Adding an Oracle Data Source
This topic is available for MRS 3.5.0 and later versions only.
HetuEngine allows you to configure, access, and query the Oracle data source. This topic guides you to add an Oracle JDBC data source on the HSConsole page of the cluster.
Prerequisites
- The data source and the HetuEngine cluster nodes can communicate with each other.
- If Kerberos authentication is enabled for the cluster (the cluster is in security mode), create a HetuEngine administrator user. If Kerberos authentication is disabled for the cluster (the cluster is in normal mode), create a HetuEngine service user, and assign the HDFS administrator permission to the user. That is, the user is added to both the hadoop and hadoopmanager user groups. For details about how to create a user, see Creating a HetuEngine Permission Role.
- A HetuEngine compute instance has been created. For details, see Creating a HetuEngine Compute Instance.
- You have obtained the IP address, port, database instance name or PDB name, username, and password of the Oracle database.
Constraints on the Interconnection with Oracle Data Sources
- Currently, the Oracle data source is read-only by default. Oracle 12 and later versions are supported.
- The schema and table names of Oracle data sources supported by HetuEngine are case insensitive.
- The following syntaxes are not supported: CREATE SCHEMA, ALTER SCHEMA, DROP SCHEMA, INSERT INTO, SELECT, INSERT OVERWRITE, UPDATE, ANALYZE and VIEW.
- Columns of the CLOB, NCLOB, BLOB, or RAW(n) Oracle types or columns of the Trino data type that are mapped to these types do not support predicate pushdown.
- If you specify a WHERE clause, DELETE can be executed only when the predicate in the WHERE clause can be completely pushed down to Oracle.
Configuring the Oracle Data Source
Installing a cluster client
- Install the cluster client that contains the HetuEngine service in the /opt/hadoopclient directory.
Preparing the Oracle driver
- Obtain the Oracle driver file from the Oracle official website. The format is ojdbcxxx.jar, for example, ojdbc8.jar.
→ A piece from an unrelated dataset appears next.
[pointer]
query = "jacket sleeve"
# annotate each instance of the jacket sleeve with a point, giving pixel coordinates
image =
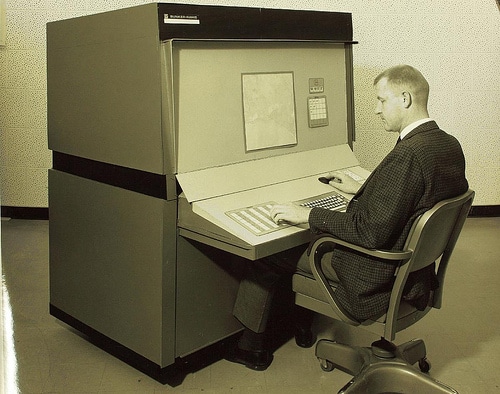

The name of the driver file to be uploaded must meet the following verification rules: The prefix of the driver file must be ojdbc and the end be jar. The version number in the middle can be any characters, but the total length cannot exceed 80 characters and the file cannot be larger than 100 MB.
- Upload the Oracle driver file to the cluster where HetuEngine is deployed.
You can use either of the following methods:
- Upload the file to HDFS on FusionInsight Manager.
- Log in to FusionInsight Manager as a HetuEngine administrator and choose Cluster > Services > HDFS.
- In the Basic Information area on the Dashboard page, click the link next to NameNode Web UI.
- Choose Utilities > Browse the file system and click to create the /user/hetuserver/fiber/extra_file/driver/oracle directory.
- Go to the /user/hetuserver/fiber/extra_file/driver/oracle directory and click to upload the Oracle driver file obtained in 2.
- Click the value in the Permission column in the row containing the driver file, select Read and Write in the User column, Read in the Group column, and Read in the Other column, and click Set.
- Run HDFS commands to upload the file.
- Log in to the node where the HDFS service client is deployed and switch to the client installation directory, for example, /opt/hadoopclient.
cd /opt/hadoopclient
- Configure environment variables.
- If the cluster is in security mode, run the following command to authenticate the user. In normal mode, user authentication is not required.
kinit HetuEngine administrator username
Enter the password as prompted.
- Create the /user/hetuserver/fiber/extra_file/driver/oracle directory, upload the Oracle driver obtained in 2, and modify the permission.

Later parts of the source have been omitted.